Bug #10682 :: Text_Wiki not multi-byte safe

Package home | Report new bug | New search | Development Roadmap

Status: Open | Feedback | All | Closed Since Version 1.2.3

Bug #10682	Text_Wiki not multi-byte safe
Submitted:	2007-04-11 00:44 UTC
From:	quinncom	Assigned:
Status:	Bogus	Package:	Text_Wiki (version 1.1.0)
PHP Version:	5.2.1	OS:	Linux 2.6
Roadmaps:	(Not assigned)
Subscription	Your email:

Comments Patches (1) Add Comment Add patch

[2007-04-11 00:44 UTC] quinncom (Quinn Comendant)

Description:
------------
Much of Text_Wiki is not multi-byte safe but can be fixed by searching for string functions and replacing them with mb_ equivalents.

Also the render method of Text_Wiki has this at line 1037:

    $char = $this->source{$i};

Which isn't friendly to multi-byte characters, and needs to be changed to:

    $char = mb_substr($this->source, $i, 1);

Comments

[2007-04-11 01:51 UTC] quinncom (Quinn Comendant)

However, mb_substr used in this way is extremely slow. Rendering texts with more than 10K characters is a server killer.

I've done some research but can't seem to find a faster way to loop through multi-byte characters any faster. Does anybody know?

Perhaps the only solution is to update the render method to use a non-looping algorithm. Possible?

[2007-04-11 02:18 UTC] quinncom (Quinn Comendant)

Aha. I totally didn't see the $this->renderingType == 'preg' option. That seems to work for multi-byte chars. How did I miss that? ;P

[2007-04-11 05:12 UTC] justinpatrin (Justin Patrin)

I added some code a little while ago to do the post-processing with preg but it had some issues and doesn't support the stack-based rendering method recently added.

The other problem with using mb_* is it will restrict Text_Wiki to use on those systems which have the mb_* functions in PHP. IIRC it's not installed by default in many of the PHP4 installations, although I may be wrong.

Perhaps we could take the non-markup text and put it into an array then pull it back out on rendering to put it back in....then again I don't know how we'd do that without mb_substring....

[2007-04-11 05:42 UTC] quinncom (Quinn Comendant)

Are you saying post-processing with preg is broken?

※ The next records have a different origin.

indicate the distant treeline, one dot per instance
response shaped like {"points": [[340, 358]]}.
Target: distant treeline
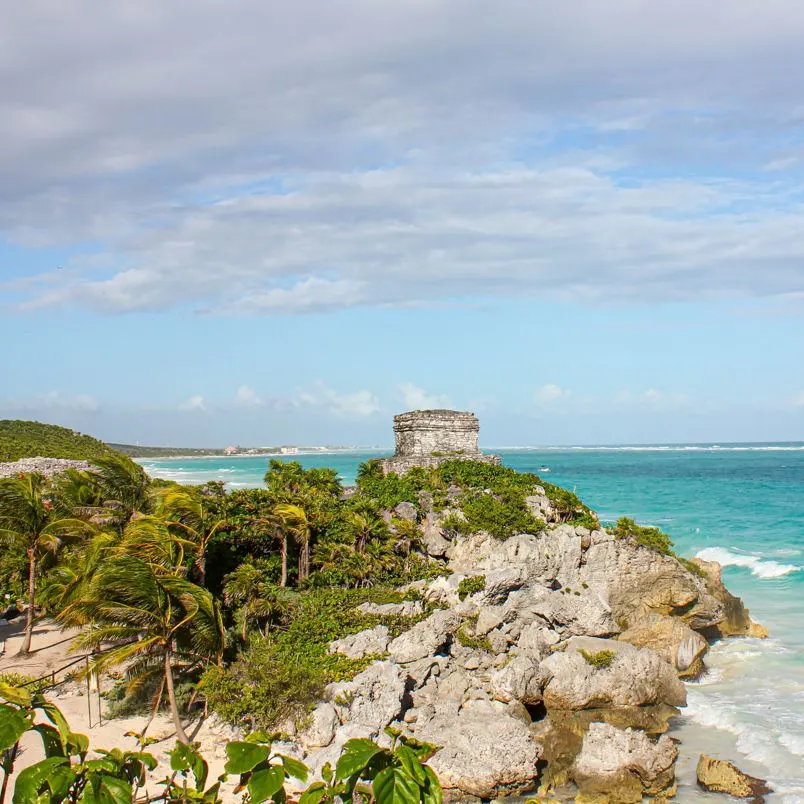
{"points": [[135, 451], [23, 439]]}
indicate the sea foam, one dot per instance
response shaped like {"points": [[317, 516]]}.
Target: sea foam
{"points": [[760, 567]]}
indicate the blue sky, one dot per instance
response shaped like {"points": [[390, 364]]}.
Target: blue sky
{"points": [[236, 222]]}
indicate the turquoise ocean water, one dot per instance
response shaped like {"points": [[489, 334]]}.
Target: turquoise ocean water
{"points": [[741, 505]]}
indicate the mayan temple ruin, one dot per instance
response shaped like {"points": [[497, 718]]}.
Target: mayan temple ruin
{"points": [[430, 437]]}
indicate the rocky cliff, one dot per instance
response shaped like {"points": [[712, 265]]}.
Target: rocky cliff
{"points": [[547, 662]]}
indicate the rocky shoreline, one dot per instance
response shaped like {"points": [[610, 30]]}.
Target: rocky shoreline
{"points": [[558, 673], [44, 466]]}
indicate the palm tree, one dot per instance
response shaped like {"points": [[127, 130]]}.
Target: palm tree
{"points": [[364, 525], [26, 518], [257, 598], [189, 512], [298, 524], [152, 617], [124, 487]]}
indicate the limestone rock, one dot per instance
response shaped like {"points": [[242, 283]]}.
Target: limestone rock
{"points": [[720, 776], [426, 638], [636, 677], [434, 541], [323, 722], [364, 643], [406, 510], [372, 699], [672, 639], [485, 752], [519, 680], [736, 621], [624, 764]]}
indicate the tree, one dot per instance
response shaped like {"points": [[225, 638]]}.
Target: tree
{"points": [[26, 519], [256, 598], [298, 524], [190, 513], [139, 602], [124, 487]]}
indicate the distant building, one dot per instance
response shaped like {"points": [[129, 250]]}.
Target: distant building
{"points": [[430, 437]]}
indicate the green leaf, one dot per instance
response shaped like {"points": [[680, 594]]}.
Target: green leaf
{"points": [[13, 724], [356, 755], [51, 740], [313, 794], [243, 757], [265, 783], [410, 762], [31, 779], [432, 792], [186, 757], [295, 768], [15, 695], [395, 786]]}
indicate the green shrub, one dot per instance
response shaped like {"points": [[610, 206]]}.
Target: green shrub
{"points": [[601, 660], [471, 585], [649, 537]]}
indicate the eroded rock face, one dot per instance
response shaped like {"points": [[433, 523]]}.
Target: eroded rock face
{"points": [[635, 677], [426, 638], [719, 776], [672, 639], [518, 674], [624, 764], [485, 752]]}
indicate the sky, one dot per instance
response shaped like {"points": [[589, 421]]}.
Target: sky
{"points": [[239, 222]]}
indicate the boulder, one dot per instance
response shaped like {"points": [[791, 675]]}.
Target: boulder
{"points": [[406, 510], [485, 752], [518, 680], [434, 541], [719, 776], [672, 639], [624, 765], [736, 621], [364, 643], [372, 699], [635, 677], [321, 730], [426, 638]]}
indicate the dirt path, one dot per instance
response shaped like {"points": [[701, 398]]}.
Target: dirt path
{"points": [[51, 651]]}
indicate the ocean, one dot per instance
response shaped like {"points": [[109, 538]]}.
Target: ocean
{"points": [[739, 504]]}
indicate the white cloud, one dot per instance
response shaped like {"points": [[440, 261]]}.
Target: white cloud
{"points": [[53, 400], [416, 398], [195, 402], [550, 394], [247, 396], [356, 404], [512, 149]]}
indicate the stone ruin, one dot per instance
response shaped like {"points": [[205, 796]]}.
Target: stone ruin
{"points": [[430, 437]]}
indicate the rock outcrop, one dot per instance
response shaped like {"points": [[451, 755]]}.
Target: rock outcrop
{"points": [[562, 667], [719, 776]]}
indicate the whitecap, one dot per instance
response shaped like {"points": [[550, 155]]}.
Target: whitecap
{"points": [[760, 567]]}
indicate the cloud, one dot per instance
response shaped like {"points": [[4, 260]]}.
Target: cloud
{"points": [[247, 396], [550, 394], [416, 398], [196, 402], [357, 404], [53, 400], [264, 162]]}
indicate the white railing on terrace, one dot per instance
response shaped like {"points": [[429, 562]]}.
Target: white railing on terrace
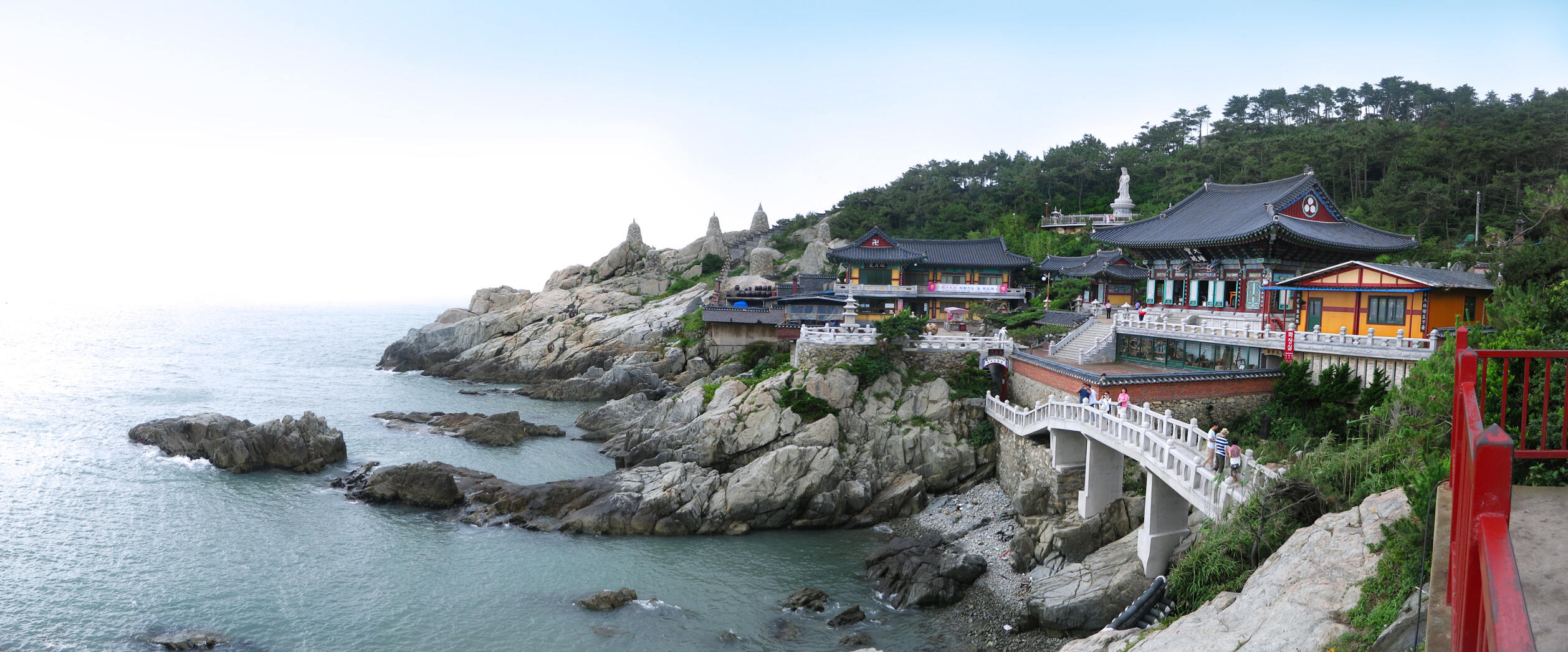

I have heard some hosting companies are not supporting mb_* functions. However this is totally going to change as unicode gains recognition. It's not a problem for us as we maintain our own servers. If this is a problem it would be easy enough to offer a switch to enable mb_ functions, perhaps using variable variables like this:

if ($use_mb_functions === true) {
    $strlen = 'mb_strlen';
    ...
} else {
    $strlen = 'strlen';
    ...
}

$length = $strlen($mytxt);

I totally don't know what you mean by putting non-markup text into an array. For what purpose? At the moment I'm quite pleased with how the preg rendering is working for me.

[2007-04-11 14:33 UTC] justinpatrin (Justin Patrin)

Are you using the preg rendering option that was introduced 2 versions ago? As I mentioned it is flawed in a few ways and was disabled in the newest release. The parsers still use preg of course but the rendering needs to use the byte-by-byte system to render correctly in all cases and allow for the stack rendering scheme (which, admittedly, is not used much yet).

[2007-06-09 23:21 UTC] justinpatrin (Justin Patrin)

I am unsure how to properly fix this with the current

[2007-07-18 16:04 UTC] floele (Florian Schmitz)

There is a simple way to at least make Text_Wiki *usable* with multibyte chars, even if it's not entirely safe. The current main problem is the use of htmlentities which needs to be replaced with htmlspecialchars (just two occurences).

To further ensure UTF-8 compatibility, you could make use of the UTF-8 functions (inc/utf8.php) that ship with Dokuwiki. These are able work without the mb_ functions, but they'll be used if available.

The problem with

$char = $this->source{$i};

could probably be solved by first running the dokuwiki function $arr = utf8_to_unicode($s) on the whole string (once) which creates an array of Unicode representations (integers) of each char and then loop over the array and do

$char = unicode_to_utf8($array[$i]);

This should be able to run in acceptable speed. If not, there could be an option whether or not to be utf-8 safe. Then the user has to make use of appropriate caching methods when using utf-8 support.

[2007-07-24 18:05 UTC] floele (Florian Schmitz)

Ops, looks like I didn't check carefully enough. This can actually be configured with

$wiki->setFormatConf('Xhtml', 'translate', HTML_SPECIALCHARS);

but took me a quite while to find out how (splendid docs weren't any help). So sorry for my rather useless advice ;)

[2011-03-20 00:35 UTC] till (Till Klampaeckel)

-Status:           Open
+Status:           Bogus
-Roadmap Versions: 2.0.0
+Roadmap Versions:
Per last comment, it's not an issue in Text_Wiki.